Comprehensive Quality Management in Radiotherapy

 Comprehensive Quality Management in Radiotherapy – Risk Management and Patient Safety. 14-17 junio 2020. Lisboa (Portugal).

Learing Outcomes

By the end of this course participants should be able to:

  • Understand the cause, frequency and effects of incidents/accidents in a radiotherapy department
  • Understand the principles of reactive management to incidents (registration, analysis and feed back to the Quality Management System) and of proactive management of safety (incident prevention)
  • Know how to communicate around radiotherapy incidents, with the patient and his/her relatives, within the department itself and with the media.

Course Content

  • What is risk? Psychology of making mistakes
  • Ethics for radiation medicine professionals. A just reporting culture
  • Example of the genesis of an accident (take a recent example, relevant to radiotherapy of today)
  • ROSEIS: the precursor in Europe.

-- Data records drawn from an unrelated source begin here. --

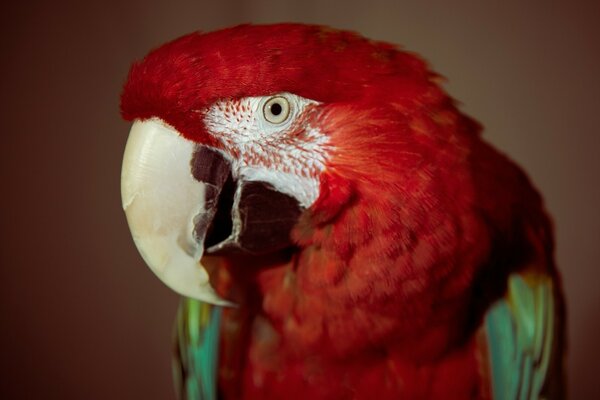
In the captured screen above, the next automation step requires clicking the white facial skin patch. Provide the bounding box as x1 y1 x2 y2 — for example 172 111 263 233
204 93 329 208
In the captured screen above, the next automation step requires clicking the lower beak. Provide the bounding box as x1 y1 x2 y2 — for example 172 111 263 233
121 119 302 305
121 120 229 305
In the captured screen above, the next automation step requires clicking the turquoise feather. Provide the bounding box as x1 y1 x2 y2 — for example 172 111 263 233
485 274 557 400
173 298 221 400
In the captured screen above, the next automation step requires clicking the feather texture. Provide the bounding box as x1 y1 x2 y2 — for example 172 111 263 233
173 298 221 400
485 274 558 400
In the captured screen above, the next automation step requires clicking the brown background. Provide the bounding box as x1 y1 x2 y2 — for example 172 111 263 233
0 0 600 399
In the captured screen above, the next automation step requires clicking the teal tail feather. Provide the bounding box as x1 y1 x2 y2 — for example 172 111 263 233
173 298 221 400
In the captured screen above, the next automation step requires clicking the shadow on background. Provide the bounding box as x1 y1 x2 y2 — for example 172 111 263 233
0 0 600 399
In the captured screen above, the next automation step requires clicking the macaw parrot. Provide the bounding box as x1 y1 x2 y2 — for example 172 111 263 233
121 24 565 400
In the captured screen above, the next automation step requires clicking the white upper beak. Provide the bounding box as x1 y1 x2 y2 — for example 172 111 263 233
121 119 231 305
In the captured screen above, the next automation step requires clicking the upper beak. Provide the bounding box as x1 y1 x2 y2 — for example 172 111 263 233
121 119 302 305
121 120 228 304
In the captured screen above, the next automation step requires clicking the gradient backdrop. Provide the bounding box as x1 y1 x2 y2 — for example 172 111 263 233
0 0 600 399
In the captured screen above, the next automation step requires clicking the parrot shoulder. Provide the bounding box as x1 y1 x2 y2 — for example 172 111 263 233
484 271 564 400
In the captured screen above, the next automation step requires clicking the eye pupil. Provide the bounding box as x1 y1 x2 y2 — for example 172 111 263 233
263 96 291 125
271 103 283 116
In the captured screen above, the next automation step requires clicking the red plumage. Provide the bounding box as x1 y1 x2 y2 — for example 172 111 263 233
122 24 555 399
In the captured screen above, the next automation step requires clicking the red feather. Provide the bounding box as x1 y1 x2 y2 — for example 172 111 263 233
121 24 554 399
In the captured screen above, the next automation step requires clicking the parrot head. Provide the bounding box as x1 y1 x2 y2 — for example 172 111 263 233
121 24 539 354
121 24 446 303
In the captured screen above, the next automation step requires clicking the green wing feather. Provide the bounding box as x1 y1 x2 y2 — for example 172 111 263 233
173 298 221 400
485 274 562 400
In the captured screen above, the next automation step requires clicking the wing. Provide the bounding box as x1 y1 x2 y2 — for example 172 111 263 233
485 273 564 400
173 298 221 400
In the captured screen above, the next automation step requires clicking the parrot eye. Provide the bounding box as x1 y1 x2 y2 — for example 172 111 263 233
263 96 290 124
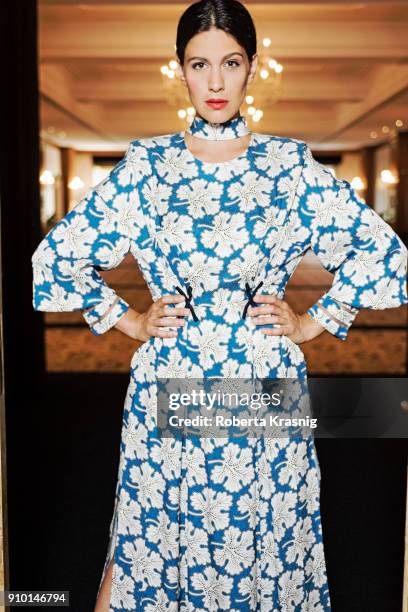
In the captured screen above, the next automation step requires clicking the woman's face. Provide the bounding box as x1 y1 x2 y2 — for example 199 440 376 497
178 28 257 123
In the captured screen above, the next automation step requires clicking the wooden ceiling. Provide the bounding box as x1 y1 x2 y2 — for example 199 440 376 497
39 0 408 151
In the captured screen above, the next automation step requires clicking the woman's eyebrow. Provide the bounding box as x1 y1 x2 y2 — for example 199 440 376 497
187 51 244 62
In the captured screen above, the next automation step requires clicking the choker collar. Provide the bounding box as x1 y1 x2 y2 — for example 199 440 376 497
186 115 251 140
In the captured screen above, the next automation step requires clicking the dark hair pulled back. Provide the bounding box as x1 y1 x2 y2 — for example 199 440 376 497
176 0 256 64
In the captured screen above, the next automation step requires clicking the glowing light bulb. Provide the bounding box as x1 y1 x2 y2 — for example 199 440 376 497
350 176 365 191
68 176 85 191
40 170 55 185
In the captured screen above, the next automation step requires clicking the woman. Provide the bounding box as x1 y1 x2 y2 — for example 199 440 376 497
32 0 408 612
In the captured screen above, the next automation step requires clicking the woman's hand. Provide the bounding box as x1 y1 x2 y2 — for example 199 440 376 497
247 294 324 344
115 295 191 342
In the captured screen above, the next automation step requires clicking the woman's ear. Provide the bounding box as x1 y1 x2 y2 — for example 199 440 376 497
176 62 186 83
247 53 258 85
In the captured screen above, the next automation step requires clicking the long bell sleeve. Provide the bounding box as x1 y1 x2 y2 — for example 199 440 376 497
31 155 139 336
298 145 408 340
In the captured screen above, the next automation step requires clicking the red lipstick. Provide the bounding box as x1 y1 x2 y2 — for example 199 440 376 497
205 98 228 110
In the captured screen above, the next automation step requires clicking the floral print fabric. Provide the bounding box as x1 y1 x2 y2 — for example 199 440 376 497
32 113 408 612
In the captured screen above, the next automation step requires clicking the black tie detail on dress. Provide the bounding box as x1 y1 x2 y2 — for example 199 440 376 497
242 281 263 319
176 283 199 321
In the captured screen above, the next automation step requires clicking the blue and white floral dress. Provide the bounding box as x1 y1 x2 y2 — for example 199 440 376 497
32 116 408 612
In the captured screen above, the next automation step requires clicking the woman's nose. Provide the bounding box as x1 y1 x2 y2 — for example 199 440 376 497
208 71 224 91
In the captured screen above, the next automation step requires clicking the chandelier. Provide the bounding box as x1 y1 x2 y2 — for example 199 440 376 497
160 38 283 123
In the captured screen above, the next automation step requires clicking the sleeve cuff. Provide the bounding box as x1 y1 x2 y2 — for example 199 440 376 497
82 295 129 336
306 293 359 340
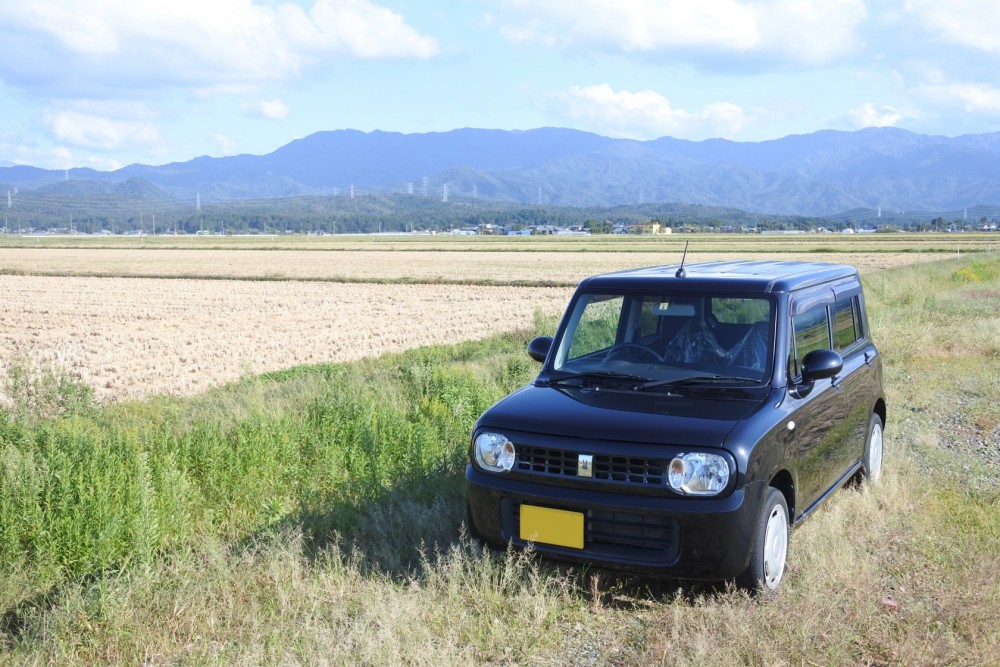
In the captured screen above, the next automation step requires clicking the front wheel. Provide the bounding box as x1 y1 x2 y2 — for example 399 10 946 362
736 486 789 591
861 412 883 482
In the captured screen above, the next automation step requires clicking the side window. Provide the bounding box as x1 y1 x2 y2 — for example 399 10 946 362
639 300 660 337
788 306 830 377
567 296 624 361
833 296 861 351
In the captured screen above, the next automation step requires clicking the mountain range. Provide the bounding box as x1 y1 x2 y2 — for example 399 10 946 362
0 128 1000 216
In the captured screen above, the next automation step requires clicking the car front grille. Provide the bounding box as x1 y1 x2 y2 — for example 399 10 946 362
503 499 680 563
514 446 667 486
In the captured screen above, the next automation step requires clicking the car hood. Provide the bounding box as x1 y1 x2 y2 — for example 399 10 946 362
476 385 766 447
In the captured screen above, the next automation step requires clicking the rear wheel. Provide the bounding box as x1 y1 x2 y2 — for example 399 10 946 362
861 412 883 482
736 486 789 590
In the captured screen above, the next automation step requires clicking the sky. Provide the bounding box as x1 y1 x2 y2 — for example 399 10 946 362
0 0 1000 171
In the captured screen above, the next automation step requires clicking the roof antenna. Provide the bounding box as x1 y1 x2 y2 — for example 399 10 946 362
674 239 691 278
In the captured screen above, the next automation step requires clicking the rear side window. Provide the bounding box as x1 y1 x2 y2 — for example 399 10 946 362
788 306 831 377
833 296 861 351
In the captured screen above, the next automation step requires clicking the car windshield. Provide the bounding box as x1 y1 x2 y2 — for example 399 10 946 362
552 293 774 387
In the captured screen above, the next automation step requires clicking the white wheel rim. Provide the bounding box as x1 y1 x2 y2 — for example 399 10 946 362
764 505 788 588
868 424 882 482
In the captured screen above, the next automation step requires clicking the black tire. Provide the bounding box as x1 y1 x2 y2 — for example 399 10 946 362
736 486 790 591
861 412 885 482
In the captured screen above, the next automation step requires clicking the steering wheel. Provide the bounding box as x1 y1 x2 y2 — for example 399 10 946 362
605 343 663 363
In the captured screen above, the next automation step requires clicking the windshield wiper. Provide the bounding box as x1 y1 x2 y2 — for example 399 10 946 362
548 371 650 386
635 375 759 391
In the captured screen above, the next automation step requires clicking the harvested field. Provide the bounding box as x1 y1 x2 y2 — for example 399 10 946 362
0 234 1000 399
0 246 941 285
0 276 571 399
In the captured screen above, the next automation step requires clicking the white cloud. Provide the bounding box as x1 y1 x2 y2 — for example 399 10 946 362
0 0 438 96
208 132 237 157
916 82 1000 117
501 0 867 63
552 84 755 139
43 110 162 151
243 99 290 120
904 0 1000 54
849 102 914 127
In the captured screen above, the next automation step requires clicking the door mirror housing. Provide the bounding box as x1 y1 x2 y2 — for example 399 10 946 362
802 350 844 382
528 336 552 363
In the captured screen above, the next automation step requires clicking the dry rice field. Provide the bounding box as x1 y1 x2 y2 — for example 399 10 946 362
0 248 941 285
0 276 570 399
0 239 984 400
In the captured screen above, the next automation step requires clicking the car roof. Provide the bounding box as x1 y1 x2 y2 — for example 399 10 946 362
580 260 858 293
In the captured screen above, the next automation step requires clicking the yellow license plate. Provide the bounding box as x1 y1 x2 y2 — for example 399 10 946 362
520 505 583 549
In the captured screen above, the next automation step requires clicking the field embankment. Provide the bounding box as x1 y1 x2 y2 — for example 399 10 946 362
0 243 1000 665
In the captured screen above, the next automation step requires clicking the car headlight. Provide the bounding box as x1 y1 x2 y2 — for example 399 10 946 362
667 452 729 496
473 432 516 472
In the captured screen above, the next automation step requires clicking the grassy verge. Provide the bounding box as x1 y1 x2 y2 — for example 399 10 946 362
0 258 1000 665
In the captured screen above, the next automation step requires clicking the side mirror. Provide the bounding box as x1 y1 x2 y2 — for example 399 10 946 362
528 336 552 363
802 350 844 382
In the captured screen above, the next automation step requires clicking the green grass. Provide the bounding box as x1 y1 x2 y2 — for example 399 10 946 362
0 256 1000 665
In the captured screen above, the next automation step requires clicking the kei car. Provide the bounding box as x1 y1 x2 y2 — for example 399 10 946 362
466 261 886 588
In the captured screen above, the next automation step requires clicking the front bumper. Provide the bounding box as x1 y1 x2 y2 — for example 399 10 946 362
465 464 764 580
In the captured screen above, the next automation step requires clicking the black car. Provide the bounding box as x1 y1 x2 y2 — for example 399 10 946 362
466 261 886 588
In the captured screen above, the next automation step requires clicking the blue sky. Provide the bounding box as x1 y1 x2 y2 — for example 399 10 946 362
0 0 1000 170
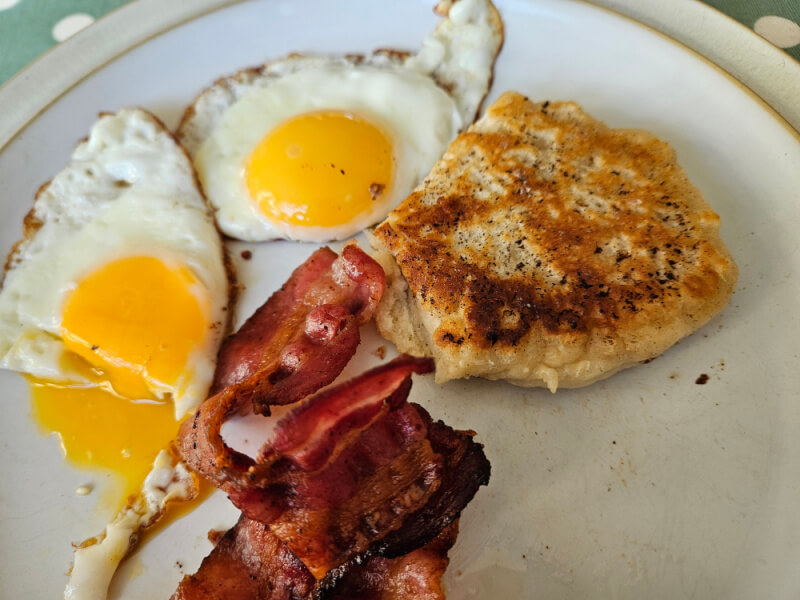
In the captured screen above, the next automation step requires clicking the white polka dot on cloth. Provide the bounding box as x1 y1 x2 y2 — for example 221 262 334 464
753 15 800 48
51 13 94 42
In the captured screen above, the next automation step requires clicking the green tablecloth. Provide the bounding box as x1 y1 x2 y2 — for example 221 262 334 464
0 0 800 83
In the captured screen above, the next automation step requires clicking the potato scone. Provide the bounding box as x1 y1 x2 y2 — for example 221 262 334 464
372 92 738 391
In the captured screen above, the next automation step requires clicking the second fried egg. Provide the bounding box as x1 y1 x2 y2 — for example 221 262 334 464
178 0 502 242
194 61 461 241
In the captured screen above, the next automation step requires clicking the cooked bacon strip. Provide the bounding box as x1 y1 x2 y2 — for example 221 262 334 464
181 357 443 578
178 245 386 496
172 515 315 600
326 521 458 600
212 244 386 414
319 404 491 589
172 515 458 600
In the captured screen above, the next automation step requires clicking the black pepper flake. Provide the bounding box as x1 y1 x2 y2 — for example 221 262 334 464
369 183 386 200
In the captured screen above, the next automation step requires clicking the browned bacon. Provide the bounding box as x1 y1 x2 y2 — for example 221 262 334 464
172 515 315 600
327 521 458 600
172 516 458 600
212 244 386 414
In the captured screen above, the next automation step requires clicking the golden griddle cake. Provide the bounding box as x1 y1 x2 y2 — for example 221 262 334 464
372 92 738 391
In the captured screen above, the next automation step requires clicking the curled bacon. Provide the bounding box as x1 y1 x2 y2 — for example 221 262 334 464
211 244 386 414
179 246 490 598
181 357 443 578
172 516 458 600
178 244 386 488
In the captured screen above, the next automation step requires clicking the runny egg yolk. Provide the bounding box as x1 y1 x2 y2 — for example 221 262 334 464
32 256 209 500
245 112 393 227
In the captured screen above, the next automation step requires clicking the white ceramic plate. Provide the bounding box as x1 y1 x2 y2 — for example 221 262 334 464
0 0 800 600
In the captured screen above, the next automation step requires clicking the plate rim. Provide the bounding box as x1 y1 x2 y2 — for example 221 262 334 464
0 0 800 152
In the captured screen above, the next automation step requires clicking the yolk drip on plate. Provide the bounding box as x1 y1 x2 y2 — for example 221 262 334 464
30 379 177 508
245 112 393 227
31 256 209 505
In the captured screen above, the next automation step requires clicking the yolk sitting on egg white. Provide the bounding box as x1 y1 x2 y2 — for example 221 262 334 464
245 112 393 227
31 256 208 500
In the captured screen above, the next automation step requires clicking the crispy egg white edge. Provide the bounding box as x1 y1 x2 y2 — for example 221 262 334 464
0 109 228 418
194 62 462 241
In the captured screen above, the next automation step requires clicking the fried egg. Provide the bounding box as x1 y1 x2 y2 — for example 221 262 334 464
178 0 503 241
0 109 229 508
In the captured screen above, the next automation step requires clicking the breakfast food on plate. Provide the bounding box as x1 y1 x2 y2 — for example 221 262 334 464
172 516 458 600
177 0 503 241
0 109 231 598
174 245 490 599
373 92 737 391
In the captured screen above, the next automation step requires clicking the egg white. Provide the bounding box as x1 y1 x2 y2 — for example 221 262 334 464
194 59 462 241
0 109 228 418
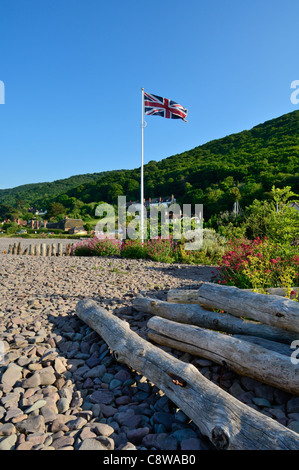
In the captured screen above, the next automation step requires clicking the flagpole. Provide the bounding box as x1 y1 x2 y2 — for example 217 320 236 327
140 88 144 243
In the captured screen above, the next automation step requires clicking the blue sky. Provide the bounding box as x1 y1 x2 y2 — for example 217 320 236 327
0 0 299 189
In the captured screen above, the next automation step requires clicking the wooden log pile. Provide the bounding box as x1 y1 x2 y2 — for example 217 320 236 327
76 297 299 450
3 242 71 256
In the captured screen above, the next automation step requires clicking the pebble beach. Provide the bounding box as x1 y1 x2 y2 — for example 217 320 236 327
0 239 299 451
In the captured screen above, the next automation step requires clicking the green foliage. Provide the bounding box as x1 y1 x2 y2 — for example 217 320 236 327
215 237 299 294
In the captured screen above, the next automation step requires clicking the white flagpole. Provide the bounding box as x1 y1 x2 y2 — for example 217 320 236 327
140 88 144 243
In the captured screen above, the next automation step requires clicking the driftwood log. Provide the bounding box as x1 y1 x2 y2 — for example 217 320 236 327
147 317 299 395
76 299 299 450
198 282 299 333
133 291 298 344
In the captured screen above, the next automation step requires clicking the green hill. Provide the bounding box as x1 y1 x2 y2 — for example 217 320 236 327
0 111 299 220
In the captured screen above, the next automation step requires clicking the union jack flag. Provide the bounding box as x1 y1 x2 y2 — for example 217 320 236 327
143 91 188 122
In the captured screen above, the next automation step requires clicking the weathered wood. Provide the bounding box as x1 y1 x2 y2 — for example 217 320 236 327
76 299 299 450
133 296 298 344
233 335 293 357
167 289 203 305
198 282 299 333
41 243 47 256
147 317 299 394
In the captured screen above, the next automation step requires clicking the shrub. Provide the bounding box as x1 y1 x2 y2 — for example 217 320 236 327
71 236 121 256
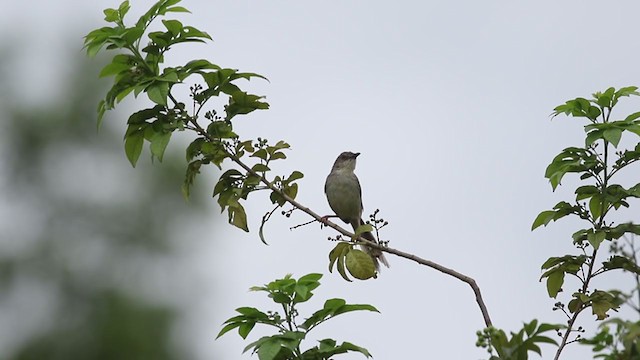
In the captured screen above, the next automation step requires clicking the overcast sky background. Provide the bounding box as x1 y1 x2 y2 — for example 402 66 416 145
0 0 640 359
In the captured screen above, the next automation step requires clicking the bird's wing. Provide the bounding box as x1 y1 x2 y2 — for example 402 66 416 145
353 174 364 217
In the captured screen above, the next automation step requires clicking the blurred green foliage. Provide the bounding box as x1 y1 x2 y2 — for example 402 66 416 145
0 45 206 360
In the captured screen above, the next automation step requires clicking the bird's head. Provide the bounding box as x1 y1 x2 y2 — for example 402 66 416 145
333 151 360 171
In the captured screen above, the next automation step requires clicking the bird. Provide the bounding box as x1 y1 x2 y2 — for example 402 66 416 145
324 151 389 271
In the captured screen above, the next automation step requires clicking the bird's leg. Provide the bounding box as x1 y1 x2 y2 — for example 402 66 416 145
320 215 338 226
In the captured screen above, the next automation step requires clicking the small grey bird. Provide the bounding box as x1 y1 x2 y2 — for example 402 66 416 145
324 151 389 270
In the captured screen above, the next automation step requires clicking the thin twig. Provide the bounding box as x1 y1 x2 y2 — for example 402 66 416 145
192 116 492 327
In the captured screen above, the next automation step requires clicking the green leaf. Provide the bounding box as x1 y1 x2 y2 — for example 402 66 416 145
150 132 171 161
346 249 376 280
531 210 556 231
99 63 131 78
547 271 564 299
103 9 120 22
162 20 183 36
287 171 304 182
587 230 606 249
603 128 622 147
124 130 144 167
258 338 282 360
228 203 249 232
146 81 169 106
165 6 191 13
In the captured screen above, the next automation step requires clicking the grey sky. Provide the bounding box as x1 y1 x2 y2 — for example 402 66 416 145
0 0 640 359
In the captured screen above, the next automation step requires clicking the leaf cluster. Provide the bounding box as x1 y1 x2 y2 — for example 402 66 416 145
218 274 378 360
532 86 640 319
85 0 303 236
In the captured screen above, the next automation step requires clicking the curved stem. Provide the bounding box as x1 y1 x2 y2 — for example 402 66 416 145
186 114 492 327
553 249 598 360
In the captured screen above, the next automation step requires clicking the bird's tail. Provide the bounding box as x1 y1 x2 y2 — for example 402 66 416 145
352 219 389 271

Frequency of incidents (who reports and what type of incidents are reported)
  • Taxonomy and classification, distinction between incident and accident
  • Analysis and return on experience (root cause analysis)
  • Failure mode and effect analysis
  • PRISMA as example (The Netherlands)
  • Benchmarking
  • Health failure mode and effect analysis (HFMEA), a prospective risk management method
  • Practical exercises (hands on)
  • Communication:
    • to the patient
    • to the media
    • to the organisation (departmental, hospital level)
  • Specific training of staff, internal and external (team management)
  • National systems for reporting to regulatory authorities (France)
  • Comprehensive quality management in Radiotherapy Legal aspects of incident reporting
  • Performance indicators.


The two courses on Quality Management, Risk Management and Quality Assessment, have been designed to be complementary and it is recommended to attend both to get a complete picture of quality management. However, the order in which they are taken does not matter. To fully profit from the course it is recommended that participants have at least three years’ experience in a radiation oncology or medical physics department to have a complete picture of the radiotherapy process.